- É muito - observou Cândido. - E quantas serão boas?
- Quinze ou dezasseis - replicou o outro.
- É muito! - sentenciou Martin.
Cândido entusiasmou-se com uma actriz que fazia o papel de rainha Isabel, numa peça bastante monótona que se representava algumas vezes.
- Esta actriz - confessou ele a Martin - agrada-me muito, porque se parece com a menina Cunegundes. Gostaria imenso de lhe ser apresentado.
O abade perigordino ofereceu-se para o levar a casa dela. Cândido, educado na Alemanha, perguntou-lhe como era a etiqueta e como se tratavam, em França, as rainhas de Inglaterra.
- É preciso distinguir - disse o abade. - Na província costumam levá-las para uma taberna; em Paris respeitam-nas enquanto são belas e lançam-se no monturo quando morrem.
- Rainhas no monturo! - exclamou Cândido.
- Mas é verdade - interveio Martin -, o Sr.
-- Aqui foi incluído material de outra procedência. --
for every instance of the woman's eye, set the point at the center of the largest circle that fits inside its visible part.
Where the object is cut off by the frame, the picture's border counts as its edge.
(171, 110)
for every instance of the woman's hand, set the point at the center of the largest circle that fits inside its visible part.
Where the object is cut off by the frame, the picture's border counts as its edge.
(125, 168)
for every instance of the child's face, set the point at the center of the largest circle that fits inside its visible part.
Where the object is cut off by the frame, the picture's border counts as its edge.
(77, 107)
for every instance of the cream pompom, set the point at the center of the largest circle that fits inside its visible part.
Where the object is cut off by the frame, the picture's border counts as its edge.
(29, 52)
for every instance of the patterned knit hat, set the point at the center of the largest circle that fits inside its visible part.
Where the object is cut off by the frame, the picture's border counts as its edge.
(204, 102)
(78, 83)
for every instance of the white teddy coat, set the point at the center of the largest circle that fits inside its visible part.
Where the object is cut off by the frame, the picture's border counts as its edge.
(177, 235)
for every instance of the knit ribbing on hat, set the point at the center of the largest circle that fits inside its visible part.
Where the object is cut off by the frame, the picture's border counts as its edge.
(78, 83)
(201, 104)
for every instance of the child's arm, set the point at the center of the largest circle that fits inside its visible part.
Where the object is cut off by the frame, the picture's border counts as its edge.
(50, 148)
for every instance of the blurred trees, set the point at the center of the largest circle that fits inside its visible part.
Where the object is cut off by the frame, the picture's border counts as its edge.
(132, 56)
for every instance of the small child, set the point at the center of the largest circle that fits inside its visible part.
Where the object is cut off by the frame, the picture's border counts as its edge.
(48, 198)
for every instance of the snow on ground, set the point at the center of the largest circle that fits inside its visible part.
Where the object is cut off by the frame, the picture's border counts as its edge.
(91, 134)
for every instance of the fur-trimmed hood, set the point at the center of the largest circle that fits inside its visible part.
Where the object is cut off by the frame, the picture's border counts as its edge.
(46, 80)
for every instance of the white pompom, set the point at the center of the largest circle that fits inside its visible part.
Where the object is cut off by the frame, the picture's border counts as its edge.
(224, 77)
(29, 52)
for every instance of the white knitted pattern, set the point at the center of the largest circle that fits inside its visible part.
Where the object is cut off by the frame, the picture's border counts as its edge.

Abade tem razão. Eu encontrava-me em Paris quando a menina Monime passou, como se costuma dizer, desta para melhor. Recusaram-lhe o que as pessoas daqui chamam as honras da sepultura, isto é, a honra de apodrecer num horrível cemitério, com os pobres do bairro. Foi enterrada a um canto da Rua de Borgonha, o que lhe devia dar muitos cuidados, pois ela pensava com grande elevação.
- Isso foi muito descortês - disse Cândido.
- Que quereis? - disse Martin. - Estas pessoas são assim. Imaginai todas as contradições, todas as incoerências e todas as incompatibilidades possíveis, e encontrá-las-eis no Governo, nos tribunais, nas igrejas, nos espectáculos desta divertida nação.
- É verdade que em Paris se passa a vida a rir? - perguntou Cândido.
- Sim - respondeu o abade -, mas é irritante, porque se queixam de tudo às gargalhadas e praticam a rir mesmo os actos mais detestáveis.